# Engine cover (sound absorber panel) removal difficulity 2008 Jetta 2.5



## RCulpepper (Jan 24, 2010)

I have tried everything I could think of to remove this cover but to no avail.
I have tried to pull up on the corners as described in the Bentley shop manual but it will not budge! 
Any trick I'm not aware of?
I pull with all of my strength and still no luck!


----------



## rustlerdude (Aug 13, 2007)

Drive around for about 5-10 miles until engine gets really hot. Let it sit for a few minutes with the hood closed. Then have a stronger friend yank up on the cover.
I'm scared to ask what you are going to be doing after you remove the cover?


----------



## RCulpepper (Jan 24, 2010)

*Re: (rustlerdude)*

Don't be scared, I've worked on cars for over 30 years.

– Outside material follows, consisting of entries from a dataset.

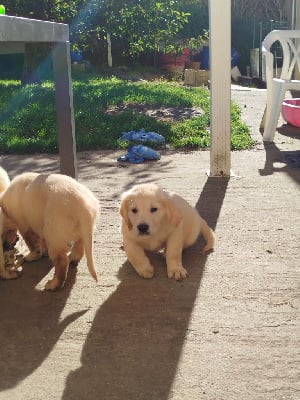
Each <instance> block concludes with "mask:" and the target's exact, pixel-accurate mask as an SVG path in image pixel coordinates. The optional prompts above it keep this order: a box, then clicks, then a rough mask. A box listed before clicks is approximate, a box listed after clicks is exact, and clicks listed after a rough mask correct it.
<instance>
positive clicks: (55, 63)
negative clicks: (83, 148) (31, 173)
mask: <svg viewBox="0 0 300 400" xmlns="http://www.w3.org/2000/svg"><path fill="white" fill-rule="evenodd" d="M52 60H53V73H54V82H55V99H56V112H57V126H58V143H59V153H60V172H61V173H62V174H64V175H69V176H71V177H73V178H75V179H76V178H77V159H76V139H75V120H74V109H73V91H72V77H71V59H70V43H69V42H61V43H56V44H55V46H54V47H53V50H52Z"/></svg>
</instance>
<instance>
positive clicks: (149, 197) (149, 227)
mask: <svg viewBox="0 0 300 400" xmlns="http://www.w3.org/2000/svg"><path fill="white" fill-rule="evenodd" d="M120 214H121V216H122V235H123V244H124V249H125V251H126V254H127V257H128V260H129V261H130V262H131V264H132V265H133V267H134V268H135V270H136V272H137V273H138V274H139V275H141V276H142V277H144V278H152V276H153V273H154V269H153V266H152V265H151V264H150V261H149V259H148V257H147V256H146V254H145V250H148V251H159V250H161V249H163V250H164V252H165V256H166V261H167V271H168V277H169V278H175V279H181V278H185V277H186V275H187V271H186V270H185V269H184V268H183V266H182V260H181V258H182V250H183V249H185V248H186V247H189V246H191V245H192V244H193V243H195V241H196V240H197V238H198V236H199V235H200V233H201V234H202V235H203V236H204V239H205V240H206V242H207V243H206V246H205V247H204V251H205V252H207V251H209V250H211V249H213V247H214V243H215V235H214V233H213V231H212V230H211V229H210V227H209V226H208V225H207V223H206V222H205V221H204V219H203V218H201V216H200V215H199V214H198V212H197V210H196V209H195V208H193V207H192V206H190V205H189V204H188V203H187V202H186V201H185V200H184V199H183V198H182V197H180V196H178V195H176V194H174V193H167V192H165V191H164V190H162V189H160V188H159V187H158V186H157V185H155V184H142V185H136V186H134V187H133V188H132V189H130V190H128V191H127V192H125V193H123V195H122V198H121V206H120Z"/></svg>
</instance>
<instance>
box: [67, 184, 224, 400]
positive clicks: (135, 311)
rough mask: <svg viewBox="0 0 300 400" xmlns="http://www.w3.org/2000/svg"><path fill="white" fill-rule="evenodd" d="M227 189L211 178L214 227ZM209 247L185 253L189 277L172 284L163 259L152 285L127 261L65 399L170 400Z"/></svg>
mask: <svg viewBox="0 0 300 400" xmlns="http://www.w3.org/2000/svg"><path fill="white" fill-rule="evenodd" d="M227 184H228V180H227V179H222V178H221V179H214V178H209V179H208V180H207V182H206V184H205V186H204V189H203V191H202V193H201V195H200V198H199V200H198V202H197V209H198V210H200V211H201V212H202V215H203V216H204V217H205V218H207V220H208V222H209V224H210V225H211V226H212V227H213V228H214V227H215V226H216V224H217V220H218V217H219V214H220V210H221V208H222V203H223V199H224V196H225V193H226V188H227ZM202 247H203V243H202V242H201V240H200V239H199V240H198V241H197V242H196V244H195V245H194V246H192V247H191V248H189V249H187V250H186V251H185V252H184V254H183V265H184V266H185V267H186V268H187V270H188V273H189V276H188V278H187V279H186V280H183V281H180V282H176V281H174V280H169V279H168V278H167V275H166V266H165V260H164V259H163V257H162V255H161V254H154V255H152V256H151V258H152V263H153V264H154V265H155V266H156V269H155V276H154V278H153V279H151V280H145V279H142V278H140V277H139V276H137V274H136V273H135V271H134V270H133V268H132V267H131V266H130V265H129V263H128V262H127V261H126V262H125V263H124V265H123V266H122V267H121V269H120V271H119V278H120V281H121V282H120V285H119V286H118V288H117V290H116V291H115V292H114V293H113V294H112V295H111V296H110V297H109V298H108V299H107V301H106V302H105V303H103V305H101V307H100V308H99V310H98V312H97V313H96V315H95V318H94V321H93V324H92V327H91V330H90V332H89V334H88V336H87V338H86V342H85V344H84V347H83V349H82V355H81V364H82V365H81V367H80V368H79V369H77V370H75V371H72V372H71V373H70V374H69V376H68V378H67V381H66V387H65V390H64V393H63V396H62V399H63V400H73V399H78V400H80V399H82V400H83V399H84V400H94V399H97V398H101V399H109V400H120V399H122V400H146V399H147V400H158V399H159V400H167V399H168V398H169V395H170V392H171V391H172V383H173V381H174V378H175V375H176V371H177V366H178V363H179V360H180V356H181V352H182V349H183V345H184V343H185V337H186V334H187V330H188V326H189V321H190V317H191V313H192V310H193V307H194V303H195V298H196V296H197V295H199V288H200V283H201V279H202V275H203V271H204V268H205V264H206V256H205V255H204V254H203V253H202V251H201V250H202ZM208 257H209V256H208ZM200 295H201V293H200ZM195 373H197V371H195Z"/></svg>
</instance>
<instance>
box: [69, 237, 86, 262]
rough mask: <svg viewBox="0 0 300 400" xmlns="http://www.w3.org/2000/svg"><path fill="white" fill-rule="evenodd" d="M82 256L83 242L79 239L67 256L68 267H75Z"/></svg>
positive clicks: (81, 257)
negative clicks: (67, 258)
mask: <svg viewBox="0 0 300 400" xmlns="http://www.w3.org/2000/svg"><path fill="white" fill-rule="evenodd" d="M83 255H84V246H83V241H82V240H81V239H80V240H78V241H77V242H75V243H74V245H73V247H72V250H71V253H70V255H69V260H70V267H72V268H74V267H77V265H78V264H79V262H80V260H81V259H82V257H83Z"/></svg>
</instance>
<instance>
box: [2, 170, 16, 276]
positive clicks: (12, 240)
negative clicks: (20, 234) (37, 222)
mask: <svg viewBox="0 0 300 400" xmlns="http://www.w3.org/2000/svg"><path fill="white" fill-rule="evenodd" d="M9 184H10V179H9V177H8V175H7V172H6V171H5V170H4V169H3V168H2V167H0V194H1V193H2V192H3V191H4V190H5V189H6V188H7V187H8V186H9ZM16 241H17V228H16V226H15V224H14V223H13V222H12V221H10V220H9V218H7V217H6V216H5V215H4V214H3V212H2V209H1V207H0V277H1V278H3V279H13V278H17V277H18V274H17V273H16V272H15V271H8V270H6V269H5V262H4V254H3V247H7V248H9V249H11V248H12V247H13V246H14V245H15V244H16Z"/></svg>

Mostly Nissan.
Its going back to the dealer anyway. 30K miles and skips like crazy. This is the second problem I've had to take it back to the dealer! I think I'm going back to Nissan!


----------



## thygreyt (Jun 7, 2009)

*Re: (RCulpepper)*

the fact that you can remove an engine cover says a lot about you.
then, yes mkv's have some probs, every once in a while... but in this case, i think its actually you...

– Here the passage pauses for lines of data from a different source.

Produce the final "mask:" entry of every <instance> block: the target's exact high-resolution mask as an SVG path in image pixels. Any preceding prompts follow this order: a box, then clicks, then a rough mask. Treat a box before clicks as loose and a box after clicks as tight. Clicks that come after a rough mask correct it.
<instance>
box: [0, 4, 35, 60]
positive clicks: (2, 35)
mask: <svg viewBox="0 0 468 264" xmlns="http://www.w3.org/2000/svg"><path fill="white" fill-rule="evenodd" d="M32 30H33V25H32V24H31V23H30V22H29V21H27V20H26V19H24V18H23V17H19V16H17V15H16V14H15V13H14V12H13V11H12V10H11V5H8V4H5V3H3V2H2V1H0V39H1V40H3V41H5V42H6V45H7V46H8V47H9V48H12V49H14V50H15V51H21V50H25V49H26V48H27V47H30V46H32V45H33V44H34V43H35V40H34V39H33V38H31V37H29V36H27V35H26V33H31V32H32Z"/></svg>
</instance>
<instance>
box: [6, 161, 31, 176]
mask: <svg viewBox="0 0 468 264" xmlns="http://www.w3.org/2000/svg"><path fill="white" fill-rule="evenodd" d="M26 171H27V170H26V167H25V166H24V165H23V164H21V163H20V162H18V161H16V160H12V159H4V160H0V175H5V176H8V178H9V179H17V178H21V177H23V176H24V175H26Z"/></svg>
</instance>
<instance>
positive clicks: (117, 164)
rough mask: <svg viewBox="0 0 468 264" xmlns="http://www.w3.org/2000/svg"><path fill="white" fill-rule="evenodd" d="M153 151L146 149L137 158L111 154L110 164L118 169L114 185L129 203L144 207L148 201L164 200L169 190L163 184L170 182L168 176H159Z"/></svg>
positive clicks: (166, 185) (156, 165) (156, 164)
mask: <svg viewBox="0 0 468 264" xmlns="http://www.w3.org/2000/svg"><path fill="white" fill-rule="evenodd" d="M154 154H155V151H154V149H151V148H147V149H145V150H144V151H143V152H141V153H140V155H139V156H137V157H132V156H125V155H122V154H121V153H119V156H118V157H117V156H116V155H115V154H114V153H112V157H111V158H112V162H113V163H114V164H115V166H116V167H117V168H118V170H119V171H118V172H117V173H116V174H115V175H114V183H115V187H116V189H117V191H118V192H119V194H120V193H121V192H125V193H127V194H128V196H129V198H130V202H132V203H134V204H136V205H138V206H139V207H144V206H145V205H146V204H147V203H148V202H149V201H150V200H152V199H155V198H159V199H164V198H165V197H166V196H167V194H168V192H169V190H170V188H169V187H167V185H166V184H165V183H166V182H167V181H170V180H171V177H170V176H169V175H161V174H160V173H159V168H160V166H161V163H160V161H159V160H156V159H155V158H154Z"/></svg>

_Quote, originally posted by *RCulpepper* »_ I think I'm going back to Nissan!


----------



## RCulpepper (Jan 24, 2010)

*Re: (thygreyt)*

Thank You for kind and courteous help


----------



## magics5rip (Mar 17, 2004)

*Re: (RCulpepper)*

Eh, I had trouble with the engine cover the first time I went to do anything on my mkV. And I have a solid 10 years of working on my own cars ( I DID own an mkIII...thats like an accelerated college course in automotive repair.)
Do as someone suggested and get the engine hot, then start in the lower left hand corner and simply pull upwards. May still take some effort, but you'll soon see how the cover is attached http://****************.com/smile/emthup.gif


----------